The idea of the solution is the following. We consider the integral $$F(P) = \int_{0}^{2\pi} \log(|P(e^{i\phi})|) \, d\phi$$
and show that it exists and is nonnegative. Then we estimate it from above, once in the neighborhood of 1 with the aid of the multiplicity of 1 and the degree of $P$, and once at other points using the condition $|P(z)| \leq M$. It is sufficient to prove the existence of the integral for polynomials of the form $z - z_0$. If
$$P(z) = c \cdot \prod_{i=1}^{n} (z - z_i)$$
then $$\log(|P(z)|) = \log(|c|) + \sum_{i=1}^{n} \log(|z - z_{i}|).$$
The existence of $$\int_{0}^{2\pi} \log(|e^{i\phi} - z_{0}|) \, d\phi$$ is ensured since $|e^{i\phi} - z_{0}| \geq 0$ for all $\phi$, and the integrand is continuous on the interval $[0, 2\pi]$.
Here is my attempt.
Let $P(z)=\sum_{k=0}^n a_kz^k$, then $a_0=P(0)=1$.
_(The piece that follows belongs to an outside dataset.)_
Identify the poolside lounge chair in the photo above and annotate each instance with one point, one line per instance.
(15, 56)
Let $m+1$ be the multiplicity of the root 1, we have $P^{k}(1)=0$ for any $0\le k\le m$.
Hence$\sum_{k}a_kf(k)=0$ for any polynomial f of degree does not exceed m, since $\left\{ x(x-1)\cdots(x-k+1)\right\}_{k\le m}$ is a base.
Now we choose $f(x)=T_m(\frac{2x-n-1}{n-1})$, where $T_m(x)$ is the Chebyshev polynomial of the first kind. Then $|Tm(k)|\le 1$ for $1\le k \le n $.
By triangle inequality, we deduce that \begin{align} \sum_{k=1}^n |a_k|&\ge \sum_{k=1}^n |a_kf(k)|\ge|\sum_{k=1}^n a_kf(k)|=|a_0f(0)|\\&=T_m(1+\frac{2}{n-1})\\ &=\cosh(m\log(1+\frac{2}{\sqrt{n}-1}))\\ &>\cosh(\frac{2m}{\sqrt{n}})\\ &>\frac{2m^2}{n} \end{align}
So if we choose c sufficiently large, we can ensure that when $m>c\sqrt{n}$, $\sum_{k} |a_k|$could be very large. But I still can't figure out the relationship between $\sum |a_k|$ and $\max_{|z|=1} |P(z)|$.